Der Carsharing-Markt erlebt eine paradoxe Entwicklung: Während die Nutzerzahlen historische Rekorde brechen, schrumpfen die Flotten spürbar. Der Grund liegt in explodierenden Betriebskosten.
Das Jahr 2026 markiert einen Wendepunkt in der deutschen Carsharing-Branche. Die Zeit des aggressiven Wachstums um jeden Preis ist vorbei; Effizienz ist das neue Mantra. Ein Blick auf die aktuellen Zahlen offenbart eine drastische Marktverschiebung: Im stationsbasierten Segment ist die Zahl der Fahrberechtigten um beachtliche 11,8 Prozent im Vergleich zum Vorjahr gestiegen. Damit wurde erstmals die magische Marke von knapp einer Million registrierten Nutzern in diesem Teilbereich geknackt.
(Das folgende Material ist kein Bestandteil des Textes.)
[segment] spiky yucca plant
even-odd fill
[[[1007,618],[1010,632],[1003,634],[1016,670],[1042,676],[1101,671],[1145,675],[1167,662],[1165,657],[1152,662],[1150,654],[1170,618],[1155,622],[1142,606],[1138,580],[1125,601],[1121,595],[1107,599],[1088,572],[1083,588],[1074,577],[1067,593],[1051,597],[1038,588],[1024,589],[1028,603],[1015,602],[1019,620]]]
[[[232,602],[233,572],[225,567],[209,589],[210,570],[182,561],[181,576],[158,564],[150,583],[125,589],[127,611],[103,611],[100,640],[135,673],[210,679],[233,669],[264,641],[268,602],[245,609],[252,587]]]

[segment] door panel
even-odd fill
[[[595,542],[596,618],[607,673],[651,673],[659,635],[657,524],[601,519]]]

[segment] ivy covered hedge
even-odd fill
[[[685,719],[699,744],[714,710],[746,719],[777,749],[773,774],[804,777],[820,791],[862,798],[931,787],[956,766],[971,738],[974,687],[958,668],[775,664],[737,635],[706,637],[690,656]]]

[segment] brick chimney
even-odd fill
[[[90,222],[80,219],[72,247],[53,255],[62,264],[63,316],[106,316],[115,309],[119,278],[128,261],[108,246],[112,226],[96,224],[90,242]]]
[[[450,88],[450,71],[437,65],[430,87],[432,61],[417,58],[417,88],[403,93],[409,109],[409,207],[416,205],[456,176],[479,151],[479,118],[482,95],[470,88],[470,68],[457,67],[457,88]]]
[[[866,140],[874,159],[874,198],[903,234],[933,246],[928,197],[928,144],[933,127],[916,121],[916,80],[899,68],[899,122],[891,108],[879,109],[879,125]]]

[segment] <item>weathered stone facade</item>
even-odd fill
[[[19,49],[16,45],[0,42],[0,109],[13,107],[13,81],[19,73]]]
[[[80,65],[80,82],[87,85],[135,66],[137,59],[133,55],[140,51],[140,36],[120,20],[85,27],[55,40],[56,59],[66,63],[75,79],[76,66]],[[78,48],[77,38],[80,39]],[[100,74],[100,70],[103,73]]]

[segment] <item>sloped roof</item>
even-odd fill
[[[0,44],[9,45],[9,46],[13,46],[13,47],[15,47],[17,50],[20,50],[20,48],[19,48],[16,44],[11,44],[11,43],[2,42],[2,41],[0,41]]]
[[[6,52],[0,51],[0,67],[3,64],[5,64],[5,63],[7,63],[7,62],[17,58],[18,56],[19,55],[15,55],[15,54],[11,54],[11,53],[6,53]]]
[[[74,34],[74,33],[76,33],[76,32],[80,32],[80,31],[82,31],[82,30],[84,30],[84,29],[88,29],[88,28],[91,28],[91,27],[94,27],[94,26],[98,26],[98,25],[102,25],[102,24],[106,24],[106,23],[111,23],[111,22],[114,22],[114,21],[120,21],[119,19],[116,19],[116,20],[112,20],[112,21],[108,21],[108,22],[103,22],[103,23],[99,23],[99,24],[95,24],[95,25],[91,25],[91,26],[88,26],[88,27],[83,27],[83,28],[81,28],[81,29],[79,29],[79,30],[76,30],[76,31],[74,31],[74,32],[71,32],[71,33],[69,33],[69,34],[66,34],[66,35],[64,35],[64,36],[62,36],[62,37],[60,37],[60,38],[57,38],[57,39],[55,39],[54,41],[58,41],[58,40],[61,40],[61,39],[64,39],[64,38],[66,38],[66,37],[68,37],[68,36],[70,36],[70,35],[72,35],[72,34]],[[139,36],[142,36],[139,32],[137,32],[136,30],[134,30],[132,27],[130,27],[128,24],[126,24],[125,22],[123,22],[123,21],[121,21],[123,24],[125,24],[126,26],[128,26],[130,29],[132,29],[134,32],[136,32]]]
Doch wer nun erwartet, dass die Straßen mit neuen Sharing-Autos überschwemmt werden, irrt. Im gleichen Zeitraum ist die Gesamtflotte der Anbieter um knapp 5 Prozent geschrumpft.
Wie passt das zusammen? Die Antwort findet sich in den Bilanzen der großen Player wie Miles, Share Now (inzwischen Free2move) und Sixt share. Die Betriebskosten für Fahrzeugflotten sind in den letzten 24 Monaten exorbitant gestiegen. Ersatzteile sind teuer, die Stundenverrechnungssätze in den Werkstätten haben neue Rekordhöhen erreicht und die Versicherungsprämien für die stark beanspruchten Sharing-Fahrzeuge belasten die Margen massiv. Vandalismus und Unfallschäden in Großstädten tun ihr Übriges.
Um in diesem Umfeld profitabel zu bleiben oder zu werden, zwingt der Kostendruck die Betreiber zu einer rigorosen Flottenoptimierung. Fahrzeuge, die keine ausreichende Auslastung erzielen oder in Randgebieten zu lange ungenutzt stehen, werden konsequent abgezogen. Algorithmen zur Flottensteuerung sind heute das wichtigste Werkzeug der Disponenten. Die Reduzierung der Fahrzeuganzahl bei gleichzeitig steigender Kundenzahl bedeutet in der Praxis: Jedes einzelne Auto wird intensiver genutzt. Für die Anbieter steigt die Rentabilität pro Fahrzeug, für die Nutzer bedeutet dies jedoch in Stoßzeiten eine potenziell geringere Verfügbarkeit. Die große Konsolidierung 2026 zeigt deutlich, dass Carsharing den Kinderschuhen entwachsen ist und harten betriebswirtschaftlichen Realitäten unterliegt.